Metro councilors Kathryn Harrington and Carl Hosticka joined city councilors and planning commissioners from Beaverton and Tigard in a joint meeting Tuesday afternoon at the Beaverton Library, to talk about Metro's Climate Smart Communities project and other planning endeavors in Washington County.
Studies for the climate project are in their second year; Metro and the region's cities were told by the Oregon Legislature that the region's per capita vehicle-based carbon emissions must be slashed by 2035.
Metro officials have emphasized that each city will be able to come up with its own answers for reducing those emission levels, and have also stressed that simply implementing the cities' already-adopted master plans will get those cities very close to the emissions targets.
"I am much more at ease with this challenge than I was a year ago," Harrington said of the state climate mandates. "But we do have a gap we need to meet."
The local officials at the table quickly coalesced around one main concern – transit service.
"We have to be able to move the workforce and we have to keep our commitment when we develop high-density residential areas that are on a bus route," said Beaverton City Councilor Betty Bode. "I see that commitment crumbling due to economic times, and that is precisely the time we need more commitment for transit to move people."
One of the more debated elements of the research for the climate project is the assumption that an increase in transit, called for in the region's transportation plan, will actually come to fruition.
Bode said the cutbacks from TriMet pose a challenge to cities and developers – cities are pushing for denser new development, but developers, and their financiers, are skeptical of the long-term access to transit in the new areas.
"Are they going to believe it when we say we're going to build farther out, and we're going to have transit out there?
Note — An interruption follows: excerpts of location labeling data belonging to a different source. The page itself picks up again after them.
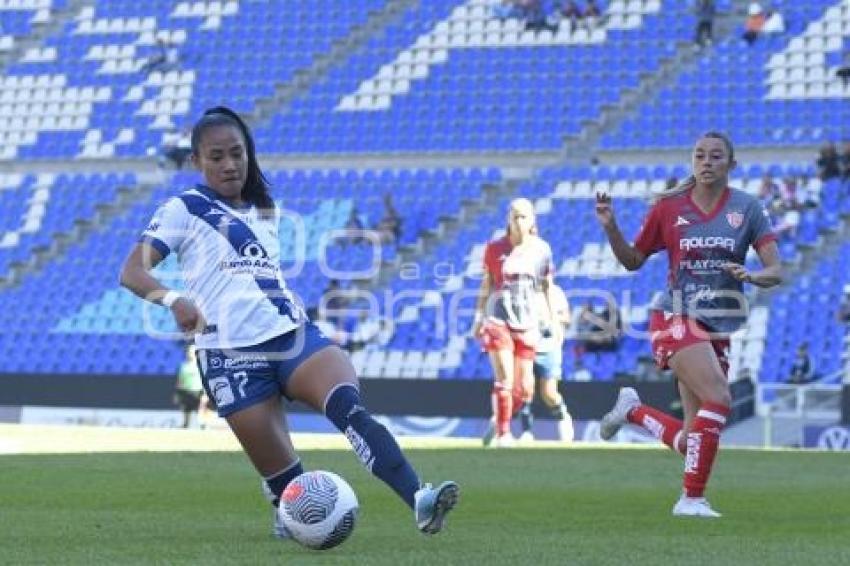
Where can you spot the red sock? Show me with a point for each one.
(662, 426)
(703, 442)
(502, 404)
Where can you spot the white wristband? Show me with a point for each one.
(170, 298)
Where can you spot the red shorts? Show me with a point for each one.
(495, 337)
(669, 335)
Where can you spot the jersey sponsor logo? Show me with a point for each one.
(706, 243)
(245, 362)
(221, 390)
(735, 219)
(702, 264)
(692, 454)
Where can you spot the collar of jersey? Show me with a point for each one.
(214, 196)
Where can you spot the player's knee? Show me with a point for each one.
(367, 436)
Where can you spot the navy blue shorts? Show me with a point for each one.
(237, 378)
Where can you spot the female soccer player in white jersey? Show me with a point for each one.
(706, 228)
(548, 362)
(254, 342)
(517, 267)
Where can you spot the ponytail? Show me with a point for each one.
(256, 188)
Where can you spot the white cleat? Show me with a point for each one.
(694, 507)
(430, 506)
(566, 432)
(615, 418)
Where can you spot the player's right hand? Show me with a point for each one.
(188, 317)
(604, 209)
(476, 328)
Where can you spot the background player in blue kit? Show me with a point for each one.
(254, 342)
(707, 229)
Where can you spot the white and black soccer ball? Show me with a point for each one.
(319, 509)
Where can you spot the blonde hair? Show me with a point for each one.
(691, 181)
(522, 204)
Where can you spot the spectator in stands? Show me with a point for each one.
(506, 9)
(705, 12)
(536, 17)
(802, 370)
(844, 162)
(166, 59)
(754, 23)
(828, 163)
(788, 219)
(354, 229)
(389, 226)
(365, 332)
(581, 373)
(592, 14)
(572, 13)
(176, 147)
(774, 22)
(254, 340)
(843, 71)
(189, 391)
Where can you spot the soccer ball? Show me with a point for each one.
(319, 509)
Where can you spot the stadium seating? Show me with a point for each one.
(781, 91)
(444, 76)
(115, 324)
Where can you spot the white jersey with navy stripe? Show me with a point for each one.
(230, 262)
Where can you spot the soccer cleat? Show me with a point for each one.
(526, 437)
(694, 507)
(506, 440)
(430, 506)
(615, 418)
(279, 530)
(490, 433)
(566, 432)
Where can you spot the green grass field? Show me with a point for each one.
(522, 506)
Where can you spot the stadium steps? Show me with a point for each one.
(586, 143)
(338, 56)
(828, 245)
(127, 197)
(58, 18)
(447, 228)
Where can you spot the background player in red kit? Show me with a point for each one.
(707, 229)
(517, 267)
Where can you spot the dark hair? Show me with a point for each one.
(256, 189)
(726, 141)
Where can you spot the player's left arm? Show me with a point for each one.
(769, 275)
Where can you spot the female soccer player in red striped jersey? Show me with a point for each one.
(706, 228)
(517, 267)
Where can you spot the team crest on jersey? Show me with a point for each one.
(735, 219)
(677, 330)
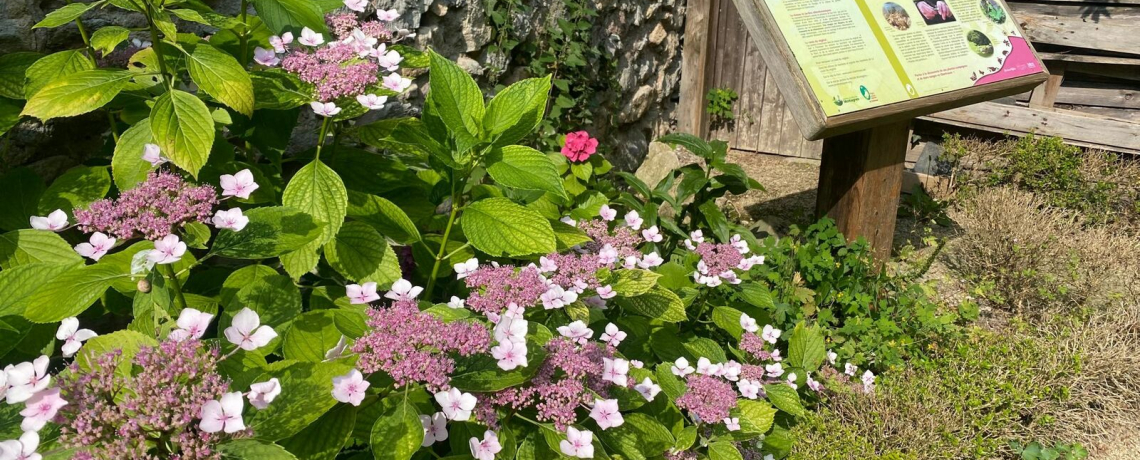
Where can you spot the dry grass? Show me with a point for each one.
(1041, 260)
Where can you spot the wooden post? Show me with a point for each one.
(694, 58)
(861, 178)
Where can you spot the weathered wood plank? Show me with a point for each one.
(1045, 95)
(694, 57)
(1109, 29)
(861, 178)
(1085, 130)
(1096, 96)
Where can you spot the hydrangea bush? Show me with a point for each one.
(410, 287)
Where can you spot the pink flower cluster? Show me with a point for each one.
(413, 346)
(579, 146)
(570, 378)
(153, 210)
(708, 397)
(115, 417)
(336, 71)
(493, 288)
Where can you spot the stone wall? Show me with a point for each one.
(644, 38)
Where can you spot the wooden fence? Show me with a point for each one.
(1092, 99)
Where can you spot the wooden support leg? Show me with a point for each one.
(861, 177)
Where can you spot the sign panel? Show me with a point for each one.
(858, 55)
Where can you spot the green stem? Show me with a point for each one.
(245, 34)
(320, 140)
(178, 286)
(442, 245)
(156, 41)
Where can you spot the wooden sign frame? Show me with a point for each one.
(803, 103)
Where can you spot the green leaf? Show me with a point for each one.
(106, 39)
(13, 68)
(64, 15)
(385, 216)
(182, 129)
(499, 227)
(523, 167)
(127, 164)
(325, 437)
(21, 189)
(271, 232)
(724, 450)
(756, 417)
(282, 15)
(319, 191)
(659, 303)
(306, 396)
(806, 347)
(19, 282)
(29, 246)
(70, 294)
(76, 188)
(397, 435)
(729, 319)
(221, 76)
(360, 254)
(516, 111)
(638, 437)
(633, 282)
(253, 450)
(129, 342)
(784, 397)
(276, 90)
(54, 66)
(457, 98)
(76, 95)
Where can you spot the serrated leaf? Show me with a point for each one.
(221, 76)
(64, 15)
(21, 189)
(13, 68)
(523, 167)
(397, 435)
(307, 389)
(361, 254)
(756, 417)
(325, 437)
(106, 39)
(253, 450)
(182, 129)
(276, 90)
(127, 164)
(54, 66)
(633, 282)
(385, 216)
(25, 246)
(75, 188)
(516, 111)
(282, 15)
(659, 303)
(310, 336)
(457, 98)
(806, 347)
(784, 397)
(19, 282)
(76, 95)
(70, 294)
(271, 232)
(498, 227)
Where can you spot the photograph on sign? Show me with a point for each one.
(858, 55)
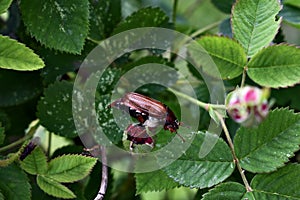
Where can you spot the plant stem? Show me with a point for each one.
(244, 77)
(104, 178)
(206, 106)
(236, 160)
(49, 144)
(21, 140)
(174, 11)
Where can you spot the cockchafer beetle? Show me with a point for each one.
(149, 112)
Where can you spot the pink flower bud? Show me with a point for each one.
(248, 105)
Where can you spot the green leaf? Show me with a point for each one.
(106, 14)
(36, 162)
(226, 191)
(295, 3)
(264, 67)
(70, 168)
(54, 188)
(145, 17)
(287, 97)
(55, 109)
(19, 87)
(4, 5)
(153, 181)
(282, 184)
(62, 25)
(1, 196)
(192, 171)
(2, 135)
(230, 59)
(276, 137)
(223, 5)
(14, 184)
(290, 14)
(16, 56)
(254, 24)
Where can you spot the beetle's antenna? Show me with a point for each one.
(183, 140)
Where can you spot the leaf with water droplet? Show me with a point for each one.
(192, 171)
(62, 25)
(55, 109)
(276, 137)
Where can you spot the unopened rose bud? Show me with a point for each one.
(248, 105)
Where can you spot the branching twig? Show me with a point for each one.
(236, 160)
(104, 178)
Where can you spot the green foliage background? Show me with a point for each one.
(43, 43)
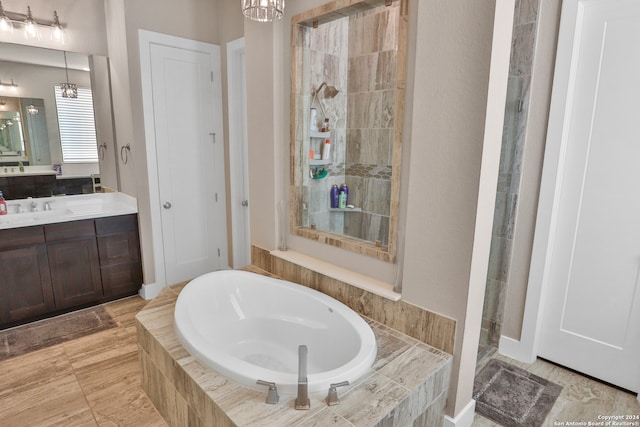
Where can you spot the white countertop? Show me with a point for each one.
(28, 171)
(66, 208)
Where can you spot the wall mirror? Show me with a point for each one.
(31, 103)
(347, 101)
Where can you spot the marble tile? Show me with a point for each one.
(124, 311)
(367, 402)
(51, 401)
(412, 367)
(324, 418)
(101, 347)
(33, 369)
(246, 407)
(582, 399)
(522, 49)
(527, 12)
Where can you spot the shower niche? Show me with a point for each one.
(347, 97)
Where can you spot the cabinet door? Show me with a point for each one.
(25, 285)
(75, 272)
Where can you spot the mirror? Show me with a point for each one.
(35, 71)
(23, 131)
(348, 75)
(11, 133)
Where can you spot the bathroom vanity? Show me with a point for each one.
(61, 253)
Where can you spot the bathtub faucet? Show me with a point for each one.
(302, 401)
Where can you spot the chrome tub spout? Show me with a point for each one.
(302, 401)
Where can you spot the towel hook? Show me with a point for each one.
(124, 153)
(102, 148)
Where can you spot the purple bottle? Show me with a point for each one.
(344, 202)
(334, 196)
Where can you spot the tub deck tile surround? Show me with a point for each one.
(431, 328)
(408, 382)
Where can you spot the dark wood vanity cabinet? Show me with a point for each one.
(74, 263)
(119, 249)
(55, 267)
(25, 281)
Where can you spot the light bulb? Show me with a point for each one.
(31, 26)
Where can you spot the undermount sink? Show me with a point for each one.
(34, 216)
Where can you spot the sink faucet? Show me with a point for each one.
(302, 401)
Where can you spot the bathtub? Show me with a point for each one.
(248, 327)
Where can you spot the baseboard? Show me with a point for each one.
(150, 291)
(515, 350)
(464, 418)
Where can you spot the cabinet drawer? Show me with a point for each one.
(24, 236)
(118, 248)
(122, 279)
(116, 224)
(69, 230)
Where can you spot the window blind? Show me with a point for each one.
(77, 127)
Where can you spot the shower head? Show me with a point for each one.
(329, 91)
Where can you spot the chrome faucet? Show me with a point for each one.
(302, 401)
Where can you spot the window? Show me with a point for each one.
(77, 127)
And then 'Oh gee, we didn't do that that well?'" Bode said.
Tigard City Councilor Gretchen Buehner said the bus network in Washington County hasn't significantly changed in decades, since when the county was largely rural. She said TriMet essentially adopted the existing suburban routes run by Rose City Transit and the Blue Bus network.
"In the intervening years, there have been very, very, very few routes added to serve Beaverton, Tigard and out to Hillsboro," she said. "Basically, they're the same routes that existed in the days of the Blue Bus... I've been working for almost 15 years trying to get TriMet to look at what was happening density-wise in Washington County."
Harrington said it isn't just TriMet's problem alone to solve.
"We're going to have to work together," she said. "We're blessed with a great transit system now. We are the envy of places throughout the country. If we want to realize communities' visions throughout the region, while preserving farm and forest land, we're going to have to work to solve some of the problems we have."
The session wasn't a constant pile-on of TriMet, nor was it united in saying density is the answer to every problem. Beaverton planning commissioner Mimi Doukas said the region's cities have committed to downtowns, corridors, improving urban design and density in the corridors to support transit and livability.
But, she said, suburban development – "the white picket fence" – can't be forgotten, either.
"Those white picket fences are critically important, and we need a place for them," she said.
And even in areas that are planned for density, said Beaverton planning commissioner Jennifer Nye, excellent transit service isn't a silver bullet for development.
"We have quite a gap to get developers to build, even in downtown Beaverton where there's a great level of service," she said. "If we want the communities we've envisioned, we've got to find the money somewhere to make it happen."
Note: An earlier version of this story had the incorrect target year for emissions reductions. The target year is 2035. This version has been corrected.